For tax it means not only reporting how much tax a company paid in a country or per activity; the GRI also requires companies to demonstrate how they interact with stakeholders, and it is here that many companies struggle with how to proceed. How does one demonstrate stakeholder engagement, so they understand the context of a company’s activities and the impact of its decisions?
Capabuild provides that stakeholder engagement, is entirely demand driven and ensures no conflict of interest arises. Our donors are the front runners in the GRI 207: Tax 2019 standards space. One of our most loyal donors is Prosus, a global consumer internet group, who have provided funding and expertise supporting Capabuild since the start of the Capabuild project. They explain it as follows on their website.
The Capabuild project; a public-private partnership co-building tax capacity for developing countries by way of tax training for tax authorities, policymakers and other government officials in the global south. Capabuild strives to improve the understanding of global taxation as this can help governments improve the effectiveness and efficiency of the tax system in their jurisdiction. As taxation is a significant factor in every nation and every citizen’s life, it is important that it is understood. It needs to be demystified.
Through our contribution to the training platforms offered by Capabuild, we are able to share our knowledge and emphasise the need for dialogue, building trust and true transparency on taxes paid, collected and applied to improve the lives of citizens, those people the governments serve. We proudly support initiatives such as those of Capabuild. These contribute to having sustainable, fair and transparent tax systems that enable governments to provide for their citizens.
ESGs and the movement towards more holistic reporting by companies are embedded in the universal targets of the Sustainable Development Goals. Capabuild focuses on four Sustainable Development Goals; 4 – Quality Education, 8 – Decent work and economic growth,16 – Peace, justice and strong institutions, and 17 – Partnerships for the goal. Supporting Capabuild demonstrates that companies understand and embrace building trust and display that commitment to social responsibility to the board, their shareholders, and the communities they operate in. Annually, Capabuild issues a certificate of sustainable impact to its donors that complies with the GRI 17: Tax 2019 requirements, certifying that part of their demonstrated commitment to a more sustainable future has been fulfilled.
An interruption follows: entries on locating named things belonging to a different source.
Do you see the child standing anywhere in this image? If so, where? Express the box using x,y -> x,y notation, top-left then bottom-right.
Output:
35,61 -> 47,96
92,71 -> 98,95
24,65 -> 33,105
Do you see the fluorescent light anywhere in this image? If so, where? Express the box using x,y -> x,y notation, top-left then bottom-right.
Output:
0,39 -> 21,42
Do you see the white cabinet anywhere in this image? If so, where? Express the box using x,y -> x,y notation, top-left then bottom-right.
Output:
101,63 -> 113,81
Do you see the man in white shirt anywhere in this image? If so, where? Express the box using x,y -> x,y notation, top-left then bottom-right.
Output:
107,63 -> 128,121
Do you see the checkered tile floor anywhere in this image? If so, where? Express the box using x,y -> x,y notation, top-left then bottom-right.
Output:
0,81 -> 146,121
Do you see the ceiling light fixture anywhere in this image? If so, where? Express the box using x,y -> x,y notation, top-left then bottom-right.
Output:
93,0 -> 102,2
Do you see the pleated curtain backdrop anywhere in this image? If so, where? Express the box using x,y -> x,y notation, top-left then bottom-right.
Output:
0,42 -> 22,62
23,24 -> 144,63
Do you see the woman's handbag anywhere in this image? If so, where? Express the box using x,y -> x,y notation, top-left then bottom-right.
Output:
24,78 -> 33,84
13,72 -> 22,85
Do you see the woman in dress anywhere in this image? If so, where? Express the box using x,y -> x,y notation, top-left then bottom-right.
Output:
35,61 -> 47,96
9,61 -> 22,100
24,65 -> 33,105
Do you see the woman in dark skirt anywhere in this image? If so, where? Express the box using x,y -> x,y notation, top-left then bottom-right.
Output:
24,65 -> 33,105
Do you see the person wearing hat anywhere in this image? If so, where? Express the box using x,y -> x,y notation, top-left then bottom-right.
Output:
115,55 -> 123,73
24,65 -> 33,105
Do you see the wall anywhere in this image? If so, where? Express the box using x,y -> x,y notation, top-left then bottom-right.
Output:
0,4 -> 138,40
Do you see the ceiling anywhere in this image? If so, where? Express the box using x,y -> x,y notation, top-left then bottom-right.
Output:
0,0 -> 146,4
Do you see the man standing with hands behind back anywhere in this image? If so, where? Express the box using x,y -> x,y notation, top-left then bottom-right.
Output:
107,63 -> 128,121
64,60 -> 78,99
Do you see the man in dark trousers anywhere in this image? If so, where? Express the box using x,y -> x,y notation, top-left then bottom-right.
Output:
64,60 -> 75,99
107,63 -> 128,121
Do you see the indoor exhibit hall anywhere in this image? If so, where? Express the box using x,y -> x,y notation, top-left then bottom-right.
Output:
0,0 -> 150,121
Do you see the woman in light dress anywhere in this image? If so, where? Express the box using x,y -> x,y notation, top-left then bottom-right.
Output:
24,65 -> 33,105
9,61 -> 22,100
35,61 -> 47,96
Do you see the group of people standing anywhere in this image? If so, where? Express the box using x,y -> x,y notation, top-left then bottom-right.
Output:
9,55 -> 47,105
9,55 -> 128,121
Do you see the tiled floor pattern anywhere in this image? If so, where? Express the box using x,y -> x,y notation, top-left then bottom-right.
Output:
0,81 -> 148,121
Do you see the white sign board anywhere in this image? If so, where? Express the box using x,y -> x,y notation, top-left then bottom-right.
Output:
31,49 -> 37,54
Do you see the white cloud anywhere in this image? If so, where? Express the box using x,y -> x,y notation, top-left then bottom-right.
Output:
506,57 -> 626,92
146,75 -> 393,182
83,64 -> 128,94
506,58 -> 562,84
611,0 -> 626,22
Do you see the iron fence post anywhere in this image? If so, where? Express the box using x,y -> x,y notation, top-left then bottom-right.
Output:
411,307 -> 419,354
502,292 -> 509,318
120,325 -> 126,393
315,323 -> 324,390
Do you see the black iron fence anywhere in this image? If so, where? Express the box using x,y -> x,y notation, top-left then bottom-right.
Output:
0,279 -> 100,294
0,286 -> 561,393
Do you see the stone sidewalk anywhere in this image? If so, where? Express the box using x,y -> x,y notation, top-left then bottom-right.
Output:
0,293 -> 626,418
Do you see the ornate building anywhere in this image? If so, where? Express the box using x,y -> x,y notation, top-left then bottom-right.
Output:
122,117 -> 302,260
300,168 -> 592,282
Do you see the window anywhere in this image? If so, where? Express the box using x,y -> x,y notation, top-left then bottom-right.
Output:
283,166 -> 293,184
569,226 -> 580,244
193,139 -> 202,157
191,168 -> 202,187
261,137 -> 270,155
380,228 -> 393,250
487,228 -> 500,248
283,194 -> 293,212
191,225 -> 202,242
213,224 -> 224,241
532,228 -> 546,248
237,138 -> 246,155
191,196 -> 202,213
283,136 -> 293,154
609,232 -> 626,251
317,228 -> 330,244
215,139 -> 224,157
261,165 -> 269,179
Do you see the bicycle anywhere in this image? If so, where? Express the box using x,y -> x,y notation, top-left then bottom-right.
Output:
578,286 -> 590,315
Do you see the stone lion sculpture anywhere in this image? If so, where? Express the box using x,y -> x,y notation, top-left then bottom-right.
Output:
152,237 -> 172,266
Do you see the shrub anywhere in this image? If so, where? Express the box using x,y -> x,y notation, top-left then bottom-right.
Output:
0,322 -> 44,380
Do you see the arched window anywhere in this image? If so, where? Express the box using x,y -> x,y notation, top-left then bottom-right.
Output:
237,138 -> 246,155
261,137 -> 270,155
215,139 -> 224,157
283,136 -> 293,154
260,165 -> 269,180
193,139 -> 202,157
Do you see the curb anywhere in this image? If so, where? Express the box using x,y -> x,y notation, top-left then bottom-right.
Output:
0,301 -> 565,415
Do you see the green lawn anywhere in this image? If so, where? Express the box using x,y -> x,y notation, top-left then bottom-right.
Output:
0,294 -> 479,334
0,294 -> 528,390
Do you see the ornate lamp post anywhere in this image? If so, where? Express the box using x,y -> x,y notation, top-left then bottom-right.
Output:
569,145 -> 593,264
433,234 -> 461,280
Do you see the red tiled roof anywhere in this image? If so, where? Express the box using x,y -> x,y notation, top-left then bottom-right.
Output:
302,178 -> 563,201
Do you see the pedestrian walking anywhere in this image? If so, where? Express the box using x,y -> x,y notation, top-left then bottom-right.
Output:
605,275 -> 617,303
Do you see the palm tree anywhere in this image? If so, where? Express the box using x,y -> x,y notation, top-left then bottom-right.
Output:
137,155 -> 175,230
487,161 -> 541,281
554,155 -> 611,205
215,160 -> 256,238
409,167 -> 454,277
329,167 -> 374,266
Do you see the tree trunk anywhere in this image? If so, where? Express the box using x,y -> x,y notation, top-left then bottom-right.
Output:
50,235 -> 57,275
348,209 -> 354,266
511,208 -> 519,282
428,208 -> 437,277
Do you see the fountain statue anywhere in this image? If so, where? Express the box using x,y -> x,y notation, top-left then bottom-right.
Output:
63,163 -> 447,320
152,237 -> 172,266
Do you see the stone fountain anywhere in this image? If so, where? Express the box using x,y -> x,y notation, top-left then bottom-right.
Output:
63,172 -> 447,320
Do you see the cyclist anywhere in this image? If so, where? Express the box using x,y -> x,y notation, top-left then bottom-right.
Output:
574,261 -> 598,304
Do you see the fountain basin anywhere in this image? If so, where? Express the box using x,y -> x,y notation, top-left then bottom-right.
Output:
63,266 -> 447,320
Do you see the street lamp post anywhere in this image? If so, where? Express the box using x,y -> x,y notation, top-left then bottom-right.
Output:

 International Financial Reporting Standards is the umbrella for International Sustainability Standards Board, and its a sister organization the International Accounting Standards Board. In addition there is the Sustainability Accounting Standards Board (SASB) framework.
 https://www.globalreporting.org/ The European Financial Reporting Advisory Group, EFRAG, that is responsible for setting ESG standards, sustainability standards for Europe, mandatory sustainability standards have a co-creation agreement with GRI.
 Management approach disclosures require a narrative explanation of how organizations manage tax. Disclosure 207-1 Approach to tax Disclosure, 207-2 Tax governance, control and risk management Disclosure 207-3 Stakeholder engagement and management concerns related to tax.